Their leaders and spokesmen such as Mahmoud Abbas, Saab Erekat,
and Nabil Shaath, are repeatedly criticizing the Sharon government
for not returning to peace talks without preconditions. Sharon is
being condemned for not responding positively to this window
of opportunity. However, if the Palestinian statements are
carefully studied, there appears to be a problem with English usage.
Its not clear if the problem stems from the translation into
English, or the meaning and usage of English words and phrases.
It seems that the Palestinian spokesmen have the words peace
and piece confused. That is, what they really mean is
to return to Piece Talks. Judging from their statements
and actions, the Palestinians believe that the result of the talks
will be, We will sign a piece of paper so that the Israelis
will give us a piece of land that will enable us to blow up Jews
into little pieces, and to destroy Israel piece by piece.
So the whole Arab-Israeli conflict just seems to be a matter of
semantics. If we can just define the word peace for
the new PA leadership, then the whole matter can be resolved simply
and amicably. Using a variety of online sources, a search for Middle
East Peace has resulted in the following definitions:
1. Peace means that the IDF and PA security forces would coordinate
their efforts to end violence so that Israelis and Arabs can enjoy
a harmonious relationship in safety and security.

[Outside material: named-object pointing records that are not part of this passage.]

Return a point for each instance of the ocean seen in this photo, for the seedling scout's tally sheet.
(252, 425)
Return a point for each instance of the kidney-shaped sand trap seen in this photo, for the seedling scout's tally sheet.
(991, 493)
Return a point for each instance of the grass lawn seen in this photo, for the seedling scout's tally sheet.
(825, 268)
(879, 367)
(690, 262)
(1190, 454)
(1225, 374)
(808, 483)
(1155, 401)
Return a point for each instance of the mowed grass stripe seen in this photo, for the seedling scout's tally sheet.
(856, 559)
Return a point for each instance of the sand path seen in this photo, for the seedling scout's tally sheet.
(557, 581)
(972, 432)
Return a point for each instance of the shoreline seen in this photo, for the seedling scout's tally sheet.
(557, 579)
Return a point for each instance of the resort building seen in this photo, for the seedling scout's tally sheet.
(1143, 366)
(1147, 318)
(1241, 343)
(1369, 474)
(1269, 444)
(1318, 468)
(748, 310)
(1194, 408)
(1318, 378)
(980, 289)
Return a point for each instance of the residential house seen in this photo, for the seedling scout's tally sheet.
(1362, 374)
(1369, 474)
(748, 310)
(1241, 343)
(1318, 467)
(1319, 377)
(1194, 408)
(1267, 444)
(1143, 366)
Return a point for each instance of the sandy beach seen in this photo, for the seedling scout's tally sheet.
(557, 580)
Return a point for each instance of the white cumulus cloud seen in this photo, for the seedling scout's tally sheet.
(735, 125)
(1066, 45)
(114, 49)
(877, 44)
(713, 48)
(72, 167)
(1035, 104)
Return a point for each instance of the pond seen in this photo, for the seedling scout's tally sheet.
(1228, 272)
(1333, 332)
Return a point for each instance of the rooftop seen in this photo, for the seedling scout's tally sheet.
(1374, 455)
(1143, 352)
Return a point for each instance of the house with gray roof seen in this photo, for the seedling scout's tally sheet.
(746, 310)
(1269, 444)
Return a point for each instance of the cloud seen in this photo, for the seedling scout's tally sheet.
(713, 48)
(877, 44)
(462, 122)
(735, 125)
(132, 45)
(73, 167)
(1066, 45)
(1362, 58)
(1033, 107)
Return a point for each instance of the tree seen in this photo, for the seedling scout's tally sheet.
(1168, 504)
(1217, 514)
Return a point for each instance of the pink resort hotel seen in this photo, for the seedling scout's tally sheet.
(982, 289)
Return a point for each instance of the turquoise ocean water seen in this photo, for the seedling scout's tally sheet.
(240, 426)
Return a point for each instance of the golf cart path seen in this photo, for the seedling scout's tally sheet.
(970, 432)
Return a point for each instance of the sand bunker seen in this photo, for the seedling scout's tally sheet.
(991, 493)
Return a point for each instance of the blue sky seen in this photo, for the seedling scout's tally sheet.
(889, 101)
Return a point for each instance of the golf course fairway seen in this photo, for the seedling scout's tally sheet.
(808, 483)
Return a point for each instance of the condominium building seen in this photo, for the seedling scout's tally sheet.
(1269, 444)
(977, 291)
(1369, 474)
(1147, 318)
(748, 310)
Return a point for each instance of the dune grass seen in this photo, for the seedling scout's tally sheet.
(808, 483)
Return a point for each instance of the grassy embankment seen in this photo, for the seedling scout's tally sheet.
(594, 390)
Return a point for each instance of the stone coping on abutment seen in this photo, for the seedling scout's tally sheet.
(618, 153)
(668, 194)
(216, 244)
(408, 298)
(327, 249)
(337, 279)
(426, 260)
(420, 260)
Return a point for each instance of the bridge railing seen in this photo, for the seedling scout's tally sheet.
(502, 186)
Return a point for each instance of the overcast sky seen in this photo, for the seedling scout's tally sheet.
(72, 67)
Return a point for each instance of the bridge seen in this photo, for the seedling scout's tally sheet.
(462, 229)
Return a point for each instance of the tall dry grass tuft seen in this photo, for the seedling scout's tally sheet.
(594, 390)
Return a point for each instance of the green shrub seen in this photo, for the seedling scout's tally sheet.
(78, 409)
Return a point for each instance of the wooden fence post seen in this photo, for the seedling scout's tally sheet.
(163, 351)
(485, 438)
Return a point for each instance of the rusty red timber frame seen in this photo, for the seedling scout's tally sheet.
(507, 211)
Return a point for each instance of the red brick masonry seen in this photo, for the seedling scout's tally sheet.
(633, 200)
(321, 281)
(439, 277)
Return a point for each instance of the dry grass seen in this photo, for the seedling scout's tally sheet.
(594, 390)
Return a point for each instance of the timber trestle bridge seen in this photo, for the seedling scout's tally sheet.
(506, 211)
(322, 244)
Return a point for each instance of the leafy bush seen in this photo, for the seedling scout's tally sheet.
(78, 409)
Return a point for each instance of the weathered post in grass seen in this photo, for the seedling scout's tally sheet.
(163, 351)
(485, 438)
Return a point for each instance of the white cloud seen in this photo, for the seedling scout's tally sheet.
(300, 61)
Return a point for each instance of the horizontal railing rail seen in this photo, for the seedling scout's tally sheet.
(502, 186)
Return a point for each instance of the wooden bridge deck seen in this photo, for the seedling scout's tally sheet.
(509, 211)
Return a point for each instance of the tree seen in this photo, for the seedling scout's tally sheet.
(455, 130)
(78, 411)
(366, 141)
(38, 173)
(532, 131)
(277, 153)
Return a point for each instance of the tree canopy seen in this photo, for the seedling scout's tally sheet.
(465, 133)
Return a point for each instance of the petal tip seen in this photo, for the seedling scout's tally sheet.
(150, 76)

2. Peace means that Israel and the PA would work together to promote
commerce between Jews and Arabs.
3. Peace means that Israel and the PA will develop a climate that
will encourage high-tech firms to build research and assembly
facilities in the area.
4. Peace means that Israel and the PA will promote joint tourism
to encourage millions of Christian tourists to return to Jerusalem,
Bethlehem, and Nazareth.
5. Peace means developing and sharing modern transportation facilities.
6. Peace means sharing techniques for water and energy conservation.
7. Peace means joint research projects to develop new sources
for water and energy.
8. Peace means academic exchange programs between Israeli and
Arab educational institutions.
9. Peace means developing a joint emergency response team that
will be able to respond to disasters quickly and efficiently.
10. Peace means sharing health information and resources so that
regional health problems can be quickly resolved.
This list is by no means exhaustive. Additional searches would
probably yield many more definitions of peace. Yet,
so far the PA leadership has not given the slightest hint that they
have any concept of what the word peace means. They
still believe that they will benefit by blowing up people, buildings,
and buses, into little pieces. That means that all of
the peace plans that are on the table now, such as the Roadmap,
Unilateral Disengagement, Population Transfer, and Geneva Initiative,
are all useless. They are complex solutions to a very simple problem.
What we really need is the Webster Plan. The Arabs need to learn
what the word peace really means. So all we have to
do is send their leaders a copy of the new Websters Unabridged,
and peace will be just around the corner. This plan would have a
much greater chance of success than all those other plans that have
been proposed by the worlds greatest leaders and diplomats.
(c) 2004, I. Zwick, NYC
Israel Zwick is a commentator on the Middle East based in New York.